Uncle John & Whitelock are dead. The Last Rites have been read and all that remains is a bludgeoned corpse seeking absolution in the ceremonious funeral procession preceding December’s burial at King Tuts. But before Auld Reekie inhales the band’s Dirty South stench one final time, tonight’s sonic pallbearers pay tribute to the memory of their departed friends.
Doune/Glasgow ensemble Household are first to the stage, directing a throb of self-combusting noise at Henry’s weeping mourners. Fusing brutal scuzz-fuzz riffs with incomprehensible snarling vocals, their vociferous elctro-punk is the rabid spawn of At The Drive In and Park Attack. Writhing and frothing to every discordant drum kick, this frenetic quartet suction the air from Henry’s Jazz Cellar and spew it out as victorious bile.
After the savage battering of Household, Copy Haho’s cathartic melodies feel like a languid post-mortem. Intrinsically indie, the baby-faced Aberdonians strive for the summertime sparkle of Broken Social Scene without ever actualising their ambition. Tracks like Still Surf Yeah glimmer with infectiously dreamy hooks but amidst the drabness of a humdrum set this vibrancy is lost in the audience’s obvious apathy.
And then the carcass arrives; Uncle John & Whitlock trudge into the fore with a gaunt menace only the deceased can contrive. This band has never conformed – their terrifying zombie blues is still as luridly bloodthirsty as ever. What’s changed is the crowd: The frozen faces once unable to comprehend the chaos before them have been replaced by rapturous recitals and uncontrollable limb-shaking. And maybe that’s why it’s finished: the job is done. But right now none of this matters because, quite simply, There Is Nothing Else.
Preaching psychotically over the swamp-infested soul of Riverside, frontman Jacob Lovett is manically testifying “When you fall in you don’t come back” like a man possessed. But such metaphorical premonitions slink away unnoticed in a riotous atmosphere provoked by the hillbilly stomps of This Train and Hard Rain. The band’s searing velocity is affirmed during the ravaged Hospital when Raydale Dower’s bass string snaps in two as Matthew Black’s pneumatic drumming pummels the venue into submission.

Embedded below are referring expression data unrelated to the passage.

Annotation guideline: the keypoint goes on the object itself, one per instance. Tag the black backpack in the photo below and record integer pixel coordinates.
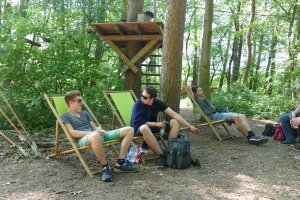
(178, 153)
(269, 130)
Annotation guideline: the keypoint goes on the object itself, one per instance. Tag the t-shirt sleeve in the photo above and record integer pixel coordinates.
(65, 118)
(137, 116)
(162, 106)
(87, 115)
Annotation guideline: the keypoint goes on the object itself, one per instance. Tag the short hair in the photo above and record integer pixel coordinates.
(195, 88)
(151, 90)
(71, 96)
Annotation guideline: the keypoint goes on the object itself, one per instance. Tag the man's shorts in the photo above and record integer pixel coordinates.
(154, 130)
(110, 135)
(223, 116)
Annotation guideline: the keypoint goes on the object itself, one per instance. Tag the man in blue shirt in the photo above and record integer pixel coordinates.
(81, 126)
(144, 121)
(240, 120)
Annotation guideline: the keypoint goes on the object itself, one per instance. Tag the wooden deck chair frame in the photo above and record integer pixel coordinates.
(74, 149)
(117, 112)
(208, 121)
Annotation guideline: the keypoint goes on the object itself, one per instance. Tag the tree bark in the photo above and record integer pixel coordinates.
(235, 49)
(172, 53)
(133, 80)
(206, 48)
(249, 45)
(260, 48)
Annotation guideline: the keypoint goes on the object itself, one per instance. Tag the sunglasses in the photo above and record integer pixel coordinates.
(78, 100)
(145, 97)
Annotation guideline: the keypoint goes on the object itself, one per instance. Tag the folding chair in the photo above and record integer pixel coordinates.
(58, 107)
(121, 103)
(208, 121)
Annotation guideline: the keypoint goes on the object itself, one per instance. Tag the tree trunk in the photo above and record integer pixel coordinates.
(172, 53)
(225, 58)
(133, 80)
(249, 45)
(271, 61)
(206, 48)
(255, 78)
(236, 67)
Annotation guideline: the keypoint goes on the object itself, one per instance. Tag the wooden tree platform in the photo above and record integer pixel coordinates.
(118, 35)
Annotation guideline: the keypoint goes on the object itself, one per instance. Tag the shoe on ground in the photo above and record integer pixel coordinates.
(297, 147)
(106, 174)
(257, 140)
(287, 142)
(161, 161)
(127, 167)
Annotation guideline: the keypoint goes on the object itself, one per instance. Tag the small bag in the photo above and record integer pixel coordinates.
(178, 153)
(269, 130)
(134, 154)
(278, 136)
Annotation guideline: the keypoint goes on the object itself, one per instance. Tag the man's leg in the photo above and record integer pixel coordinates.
(241, 123)
(94, 140)
(242, 126)
(150, 139)
(287, 129)
(174, 124)
(97, 148)
(127, 134)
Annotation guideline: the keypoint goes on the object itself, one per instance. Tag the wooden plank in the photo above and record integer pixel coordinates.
(123, 56)
(132, 37)
(119, 30)
(138, 29)
(141, 53)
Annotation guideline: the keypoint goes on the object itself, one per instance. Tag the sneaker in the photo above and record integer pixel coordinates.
(287, 142)
(257, 140)
(161, 162)
(297, 147)
(127, 167)
(106, 174)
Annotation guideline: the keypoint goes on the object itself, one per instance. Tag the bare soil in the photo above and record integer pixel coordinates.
(232, 169)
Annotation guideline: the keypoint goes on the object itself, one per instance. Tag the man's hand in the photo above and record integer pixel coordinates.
(161, 124)
(295, 122)
(194, 130)
(101, 132)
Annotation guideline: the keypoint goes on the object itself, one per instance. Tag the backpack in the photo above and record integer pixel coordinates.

Having blistered the eardrums with a crunching Maryhill Vibe, Lovett impulsively wields himself into his disciples with nihilistic disdain during Black Hat’s anarchic finale. Leaving the stage to the rampant accolades of a dumfounded crowd, he wails: “That’s it finished ” it’s doing my fucking head in”. After such an exhilaratingly short life, there’s surely no better epitaph for Uncle John & Whitelock’s headstone.